RUSSIAN NOTES: LETTERS AND PETITIONS

A group of 29 Soviet Jews in the medical professions sent letters to the World Health Organization, to the International Red Cross and to the American Association of Physicians. In the letters, the signers requested aid in their attempt to emigrate to Israel. These doctors, nurses and technicians deny any political motivation in their actions:

"We are representatives of the most peaceful and most humane profession in the world and our sole aim is to live and work in the ancient land of our ancestors, for the sake of peace and of flourishing of all humanity.

"Dear Colleagues, We are profoundly convinced that our lawful desire to reunite with our people in Israel will be met with your understanding and your sympathy.

"We are hopefully awaiting your help."

Thus, another appeal to another outside group is registered. What is interesting is first, that this is a professional group, and second, that the appeal was sent to two organizations in which the Soviet Union participates.

Another letter, written by a son to his mother in Israel, laments his difficulties in obtaining a visa. The writer's place of work refused to give him a kharekteristika and there is, therefore, no way he can complete the necessary procedures. In another letter, addressed to U Thant, the hardships of the visa application process are described further. The Zaslavsky family of Kamerovo writes that their daughter, in order to get the necessary character reference, was subjected to a quasi-trial at her place of work. She was called a traitor and forced to resign from her job. The family also tells of being notified that they could leave, only to have the permission rescinded when they went to the OVIR. When they protested, an official of the regional militia declared: "You have no rights; it is only we who have rights."

RECENT EVENTS

Despite press reports of 6,000 to 7,000 Jews, it was reported that over 60.000 Jews, including delegations from Georgia, and Rostov-na-Donu, celebrated Simchat Torah in Moscow. At 9:30 P.M., in the middle of the celebration, the lights were suddenly turned off and police cars pushed through the crowd. Despite the fact that some Jews present shouted derisive comments at the police, no one was hurt.

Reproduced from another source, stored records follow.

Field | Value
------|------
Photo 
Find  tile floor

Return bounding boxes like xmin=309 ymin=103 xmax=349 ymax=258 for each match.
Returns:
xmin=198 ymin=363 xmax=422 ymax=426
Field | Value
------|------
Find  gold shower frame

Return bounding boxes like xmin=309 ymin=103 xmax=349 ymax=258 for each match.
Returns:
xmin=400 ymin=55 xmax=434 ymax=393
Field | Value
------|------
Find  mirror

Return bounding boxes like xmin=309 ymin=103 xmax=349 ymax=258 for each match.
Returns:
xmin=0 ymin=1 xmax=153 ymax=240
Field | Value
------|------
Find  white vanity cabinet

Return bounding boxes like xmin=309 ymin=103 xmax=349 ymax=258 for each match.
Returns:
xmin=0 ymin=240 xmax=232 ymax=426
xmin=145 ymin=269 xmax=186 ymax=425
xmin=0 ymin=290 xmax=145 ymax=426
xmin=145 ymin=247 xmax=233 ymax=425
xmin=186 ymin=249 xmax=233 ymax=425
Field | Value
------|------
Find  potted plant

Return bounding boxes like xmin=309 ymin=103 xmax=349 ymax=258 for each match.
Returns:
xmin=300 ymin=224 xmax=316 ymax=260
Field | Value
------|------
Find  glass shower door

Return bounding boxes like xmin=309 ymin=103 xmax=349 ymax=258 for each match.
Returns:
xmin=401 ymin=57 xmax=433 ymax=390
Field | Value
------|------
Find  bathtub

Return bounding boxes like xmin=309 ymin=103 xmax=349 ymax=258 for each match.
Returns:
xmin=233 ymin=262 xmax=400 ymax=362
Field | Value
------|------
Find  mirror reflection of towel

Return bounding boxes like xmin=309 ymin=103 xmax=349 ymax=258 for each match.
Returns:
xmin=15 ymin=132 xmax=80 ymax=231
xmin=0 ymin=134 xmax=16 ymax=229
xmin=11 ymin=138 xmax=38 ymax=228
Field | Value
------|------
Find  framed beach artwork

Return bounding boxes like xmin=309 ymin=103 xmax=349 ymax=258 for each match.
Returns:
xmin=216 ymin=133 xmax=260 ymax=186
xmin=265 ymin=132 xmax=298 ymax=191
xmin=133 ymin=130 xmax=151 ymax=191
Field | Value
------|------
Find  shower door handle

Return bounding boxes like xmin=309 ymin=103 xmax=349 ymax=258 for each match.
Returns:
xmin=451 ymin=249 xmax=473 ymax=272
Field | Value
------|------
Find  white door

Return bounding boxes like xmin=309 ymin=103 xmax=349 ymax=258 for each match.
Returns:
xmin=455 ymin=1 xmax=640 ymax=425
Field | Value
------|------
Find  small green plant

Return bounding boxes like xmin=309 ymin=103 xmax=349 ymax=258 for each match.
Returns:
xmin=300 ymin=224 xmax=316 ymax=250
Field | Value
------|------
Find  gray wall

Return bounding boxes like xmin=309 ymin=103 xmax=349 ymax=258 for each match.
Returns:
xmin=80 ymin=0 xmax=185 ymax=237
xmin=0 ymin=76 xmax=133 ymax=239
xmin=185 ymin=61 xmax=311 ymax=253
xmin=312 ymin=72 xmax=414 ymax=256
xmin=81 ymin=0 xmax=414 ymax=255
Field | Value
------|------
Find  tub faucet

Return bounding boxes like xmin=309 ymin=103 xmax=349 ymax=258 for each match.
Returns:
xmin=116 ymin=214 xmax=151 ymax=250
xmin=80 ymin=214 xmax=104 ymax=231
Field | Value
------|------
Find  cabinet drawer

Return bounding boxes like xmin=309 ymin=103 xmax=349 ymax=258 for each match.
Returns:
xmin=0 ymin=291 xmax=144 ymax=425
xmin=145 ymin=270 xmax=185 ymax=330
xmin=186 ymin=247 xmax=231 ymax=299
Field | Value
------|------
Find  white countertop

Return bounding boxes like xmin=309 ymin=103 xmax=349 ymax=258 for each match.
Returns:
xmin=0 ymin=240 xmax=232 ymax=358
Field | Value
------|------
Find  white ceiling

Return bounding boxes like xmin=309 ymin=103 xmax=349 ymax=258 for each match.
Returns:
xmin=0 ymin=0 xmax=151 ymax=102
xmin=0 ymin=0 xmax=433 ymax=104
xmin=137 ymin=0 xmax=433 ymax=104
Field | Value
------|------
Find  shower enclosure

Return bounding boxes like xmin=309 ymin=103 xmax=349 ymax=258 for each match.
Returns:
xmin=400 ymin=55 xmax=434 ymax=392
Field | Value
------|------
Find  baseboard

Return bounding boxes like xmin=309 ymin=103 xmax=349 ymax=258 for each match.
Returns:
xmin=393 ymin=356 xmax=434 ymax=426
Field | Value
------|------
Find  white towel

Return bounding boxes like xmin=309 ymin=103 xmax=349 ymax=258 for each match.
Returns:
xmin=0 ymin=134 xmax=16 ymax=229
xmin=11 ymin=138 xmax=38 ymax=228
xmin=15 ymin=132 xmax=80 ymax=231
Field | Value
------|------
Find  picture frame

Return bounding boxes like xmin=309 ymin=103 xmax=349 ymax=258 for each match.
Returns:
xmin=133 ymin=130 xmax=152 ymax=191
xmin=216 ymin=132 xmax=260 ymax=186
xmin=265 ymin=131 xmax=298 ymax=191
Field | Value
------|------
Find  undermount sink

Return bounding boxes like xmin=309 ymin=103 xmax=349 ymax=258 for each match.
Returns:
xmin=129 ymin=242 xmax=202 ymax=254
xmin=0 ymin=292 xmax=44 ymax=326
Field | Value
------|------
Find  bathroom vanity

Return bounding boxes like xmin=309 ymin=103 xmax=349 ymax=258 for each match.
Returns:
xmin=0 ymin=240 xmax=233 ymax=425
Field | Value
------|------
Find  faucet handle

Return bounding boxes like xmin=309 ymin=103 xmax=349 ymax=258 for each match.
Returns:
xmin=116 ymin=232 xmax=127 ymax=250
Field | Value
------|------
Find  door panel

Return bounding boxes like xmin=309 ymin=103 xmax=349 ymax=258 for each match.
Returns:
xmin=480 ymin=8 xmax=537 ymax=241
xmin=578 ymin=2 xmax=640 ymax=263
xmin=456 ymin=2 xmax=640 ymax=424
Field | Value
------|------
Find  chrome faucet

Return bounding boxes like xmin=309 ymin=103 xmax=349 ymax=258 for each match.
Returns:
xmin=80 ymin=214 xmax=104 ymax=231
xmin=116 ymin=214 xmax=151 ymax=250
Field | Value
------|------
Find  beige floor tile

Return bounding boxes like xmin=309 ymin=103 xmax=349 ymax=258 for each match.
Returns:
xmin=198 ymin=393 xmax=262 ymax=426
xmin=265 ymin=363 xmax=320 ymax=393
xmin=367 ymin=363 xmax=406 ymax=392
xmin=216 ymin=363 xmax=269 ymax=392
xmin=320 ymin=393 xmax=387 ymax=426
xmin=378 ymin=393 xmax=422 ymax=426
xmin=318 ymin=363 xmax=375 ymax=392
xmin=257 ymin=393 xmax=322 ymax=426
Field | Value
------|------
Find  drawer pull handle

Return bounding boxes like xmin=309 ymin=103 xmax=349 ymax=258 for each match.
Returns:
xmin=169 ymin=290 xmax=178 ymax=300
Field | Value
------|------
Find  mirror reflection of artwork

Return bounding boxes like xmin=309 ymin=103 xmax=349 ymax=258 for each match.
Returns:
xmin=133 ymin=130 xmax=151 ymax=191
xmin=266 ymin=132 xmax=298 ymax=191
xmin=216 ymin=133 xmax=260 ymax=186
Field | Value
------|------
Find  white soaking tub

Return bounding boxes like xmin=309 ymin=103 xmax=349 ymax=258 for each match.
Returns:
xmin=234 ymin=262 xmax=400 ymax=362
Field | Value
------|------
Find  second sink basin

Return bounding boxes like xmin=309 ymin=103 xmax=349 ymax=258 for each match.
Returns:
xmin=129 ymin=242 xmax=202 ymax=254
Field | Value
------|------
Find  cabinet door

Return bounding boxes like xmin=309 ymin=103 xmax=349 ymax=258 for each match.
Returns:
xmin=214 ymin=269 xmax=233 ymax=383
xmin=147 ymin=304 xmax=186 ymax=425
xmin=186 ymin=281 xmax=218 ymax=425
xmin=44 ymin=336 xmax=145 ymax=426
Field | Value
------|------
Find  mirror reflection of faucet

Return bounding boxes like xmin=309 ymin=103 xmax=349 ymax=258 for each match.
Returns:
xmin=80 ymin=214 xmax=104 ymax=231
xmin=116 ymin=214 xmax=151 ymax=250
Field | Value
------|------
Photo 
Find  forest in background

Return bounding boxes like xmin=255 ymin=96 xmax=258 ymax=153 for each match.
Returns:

Returning from the Simchat Torah celebration, Dr. Yuri Nudelman, who had petitioned to go to Israel, found the windows of his apartment smashed. Earlier, a group of students had gathered in front of his building shouting anti-semitic slogans.

In other incidents, it was reported that 3 families in the Crimea have been the object of Soviet harassment. Those involved are the Shteinbuk, Zhukovski and Shoikhed families. In one case, Arkady Shteinbuk was told that it was a pity that the time had passed when people like him were executed.

In Vilna, nine Jews were sentenced to 10-20 days in jail after they staged a 5 day sit-in at the local party headquarters. They were protesting the delays in being granted exit visas.

In Moscow, Professor Ipsia Okovlevna Ginzburg-Cherniak, who is a lecturer of French, had her son murdered about 8 years ago by anti-semitic thugs. Two months later she was approached by the KGB and was asked to sign “documents" stating that she has no objection to closing the file since there is no possibility of finding the murderers.

She recently requested that her aunt, Sarah Scheinberg, living at Merkaz Klita, Herzel 15/110, Bet Shemen, in Israel, send her an affidavit. The affidavit was held up, but in the meantime she decided to prepare to leave.

In mid-October, there was a meeting of the Communist Party in her district which she decided to attend. She was expelled from the meeting and accused of cowardice and of slandering Soviet justice.